Gedung 17 Agustus identik dengan Organisasi Pelajar Pondok Modern (OPPM) dan Koordinator Pramuka.  Begitu mendengar atau melihat gedung 17 Agustus, yang terdetik di benak para santri saat itu adalah jajaran pengurus harian OPPM dan Koordinator Pramuka.  Di gedung satu lantai dengan cat warna hijau dan krem serta terdiri dari lima kamar ini, para  pengurus OPPM dan Koordinator Pramuka menjalankan roda organisasi sehari-hari.  Pengurus OPPM dan Pengurus Koordinator masing-masing menempati dua ruang.

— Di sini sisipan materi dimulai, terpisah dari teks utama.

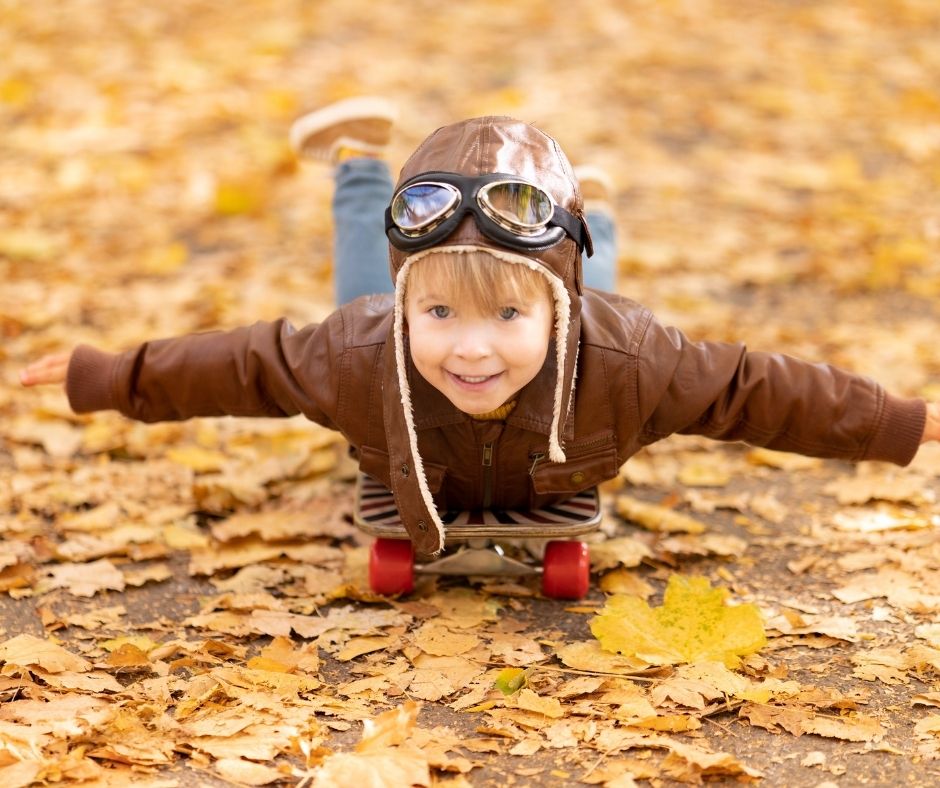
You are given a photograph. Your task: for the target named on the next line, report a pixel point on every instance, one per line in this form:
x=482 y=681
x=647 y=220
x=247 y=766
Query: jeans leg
x=600 y=270
x=360 y=263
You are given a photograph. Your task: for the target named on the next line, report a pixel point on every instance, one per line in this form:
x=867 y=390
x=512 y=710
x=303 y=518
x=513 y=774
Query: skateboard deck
x=375 y=513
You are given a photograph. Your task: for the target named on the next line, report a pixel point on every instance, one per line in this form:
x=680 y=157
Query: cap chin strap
x=413 y=497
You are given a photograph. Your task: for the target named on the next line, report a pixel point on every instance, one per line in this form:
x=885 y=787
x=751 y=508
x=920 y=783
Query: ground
x=186 y=604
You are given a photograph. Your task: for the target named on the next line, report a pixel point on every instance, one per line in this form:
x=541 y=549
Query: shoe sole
x=358 y=115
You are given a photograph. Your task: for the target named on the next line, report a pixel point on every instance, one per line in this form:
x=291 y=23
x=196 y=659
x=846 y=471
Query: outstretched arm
x=48 y=370
x=932 y=427
x=267 y=369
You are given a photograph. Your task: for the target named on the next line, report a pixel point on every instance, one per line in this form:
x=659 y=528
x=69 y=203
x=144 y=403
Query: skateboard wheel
x=391 y=567
x=566 y=570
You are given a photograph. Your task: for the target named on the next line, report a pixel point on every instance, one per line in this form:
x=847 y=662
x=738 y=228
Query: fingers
x=49 y=370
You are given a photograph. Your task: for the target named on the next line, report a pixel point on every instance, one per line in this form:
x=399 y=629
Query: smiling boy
x=493 y=377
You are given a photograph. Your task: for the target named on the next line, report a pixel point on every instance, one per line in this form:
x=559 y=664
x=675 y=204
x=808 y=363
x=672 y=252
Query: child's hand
x=932 y=427
x=48 y=370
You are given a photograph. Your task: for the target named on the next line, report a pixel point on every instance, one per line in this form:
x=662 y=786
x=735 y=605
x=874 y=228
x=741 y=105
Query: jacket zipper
x=538 y=456
x=487 y=474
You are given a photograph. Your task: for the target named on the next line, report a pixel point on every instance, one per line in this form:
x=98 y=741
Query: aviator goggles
x=508 y=210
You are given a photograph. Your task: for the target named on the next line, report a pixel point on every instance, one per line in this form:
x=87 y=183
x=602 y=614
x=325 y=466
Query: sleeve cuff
x=88 y=380
x=900 y=429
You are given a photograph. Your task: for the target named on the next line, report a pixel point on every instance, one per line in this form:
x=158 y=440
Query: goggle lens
x=419 y=208
x=523 y=207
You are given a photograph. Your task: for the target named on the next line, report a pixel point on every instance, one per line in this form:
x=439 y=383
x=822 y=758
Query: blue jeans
x=363 y=192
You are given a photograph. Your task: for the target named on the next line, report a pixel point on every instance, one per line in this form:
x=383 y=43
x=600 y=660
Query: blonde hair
x=480 y=279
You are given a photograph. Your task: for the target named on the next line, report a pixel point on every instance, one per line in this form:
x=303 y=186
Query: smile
x=472 y=381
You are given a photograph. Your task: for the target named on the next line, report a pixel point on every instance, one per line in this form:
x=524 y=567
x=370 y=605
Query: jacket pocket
x=374 y=463
x=576 y=474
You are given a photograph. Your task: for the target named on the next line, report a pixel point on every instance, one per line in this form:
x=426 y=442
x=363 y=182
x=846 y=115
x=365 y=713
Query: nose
x=473 y=342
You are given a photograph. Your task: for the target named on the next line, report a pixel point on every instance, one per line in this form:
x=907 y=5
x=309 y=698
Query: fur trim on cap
x=562 y=303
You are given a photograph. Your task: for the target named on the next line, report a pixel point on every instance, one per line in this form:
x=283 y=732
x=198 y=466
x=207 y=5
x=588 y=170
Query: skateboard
x=472 y=546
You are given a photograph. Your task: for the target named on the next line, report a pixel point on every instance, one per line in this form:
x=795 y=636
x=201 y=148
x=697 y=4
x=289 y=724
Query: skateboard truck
x=472 y=546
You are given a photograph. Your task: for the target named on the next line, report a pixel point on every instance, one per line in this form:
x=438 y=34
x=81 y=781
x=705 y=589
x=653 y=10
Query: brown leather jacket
x=637 y=382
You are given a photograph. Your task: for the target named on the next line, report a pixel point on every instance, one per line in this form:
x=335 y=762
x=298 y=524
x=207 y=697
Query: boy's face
x=478 y=361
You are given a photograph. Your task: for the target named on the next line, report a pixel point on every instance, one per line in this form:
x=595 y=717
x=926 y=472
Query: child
x=491 y=377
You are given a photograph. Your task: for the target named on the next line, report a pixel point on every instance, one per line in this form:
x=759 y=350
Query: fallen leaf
x=693 y=624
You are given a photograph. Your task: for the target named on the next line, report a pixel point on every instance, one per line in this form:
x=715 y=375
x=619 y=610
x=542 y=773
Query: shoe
x=596 y=185
x=355 y=126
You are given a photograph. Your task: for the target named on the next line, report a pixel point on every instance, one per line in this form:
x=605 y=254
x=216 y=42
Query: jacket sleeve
x=723 y=391
x=268 y=369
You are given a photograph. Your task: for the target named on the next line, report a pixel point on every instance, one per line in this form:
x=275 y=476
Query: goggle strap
x=576 y=228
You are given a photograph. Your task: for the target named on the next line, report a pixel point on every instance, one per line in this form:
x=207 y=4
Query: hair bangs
x=480 y=279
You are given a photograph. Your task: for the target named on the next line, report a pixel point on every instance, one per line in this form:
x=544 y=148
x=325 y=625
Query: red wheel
x=566 y=570
x=391 y=567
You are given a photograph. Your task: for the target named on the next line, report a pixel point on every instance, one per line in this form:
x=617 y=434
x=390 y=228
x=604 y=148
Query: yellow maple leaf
x=693 y=624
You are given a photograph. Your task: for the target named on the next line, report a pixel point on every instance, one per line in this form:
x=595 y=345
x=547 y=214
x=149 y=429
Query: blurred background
x=776 y=162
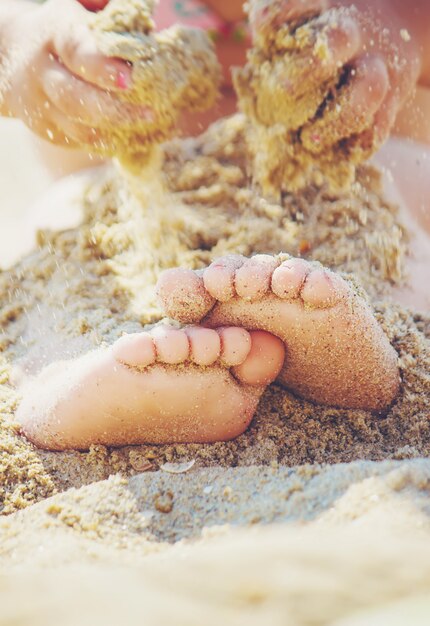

Satu ruang lagi, di bagian tengah,  ditempati oleh Mabikori (Majelis Pembimbing Koordinator) yang terdiri dari pada ustadz Pondok Modern Gontor.

Di antara pengurus OPPM tersebut ada yang disebut dengan Pengurus Harian, yaitu Ketua, Sekretaris, Bendahara, dan Keamanan. Mereka menempati satu kamar. Jumlahnya 11 orang, dengan rincian satu orang ketua dan satu orang wakil ketua, dua orang sekretaris, dua orang bendahara, dan lima orang bagian keamanan. Mengingat peran dan fungsi mereka yang sangat krusial, maka mereka ditempatkan di satu kamar. Di Gedung 17 Agustus itu juga bertempat para pengurus OPPM lainnya, yaitu Bagian Pengajaran, diantaranya adalah Rahmat Abu Seman (Malaysia) dan Syamsul Hadi Muslim (Jember), pengurus Bagian Kesenian, pengurus Bagian Penerangan, dan pengurus Bagian Olah Raga.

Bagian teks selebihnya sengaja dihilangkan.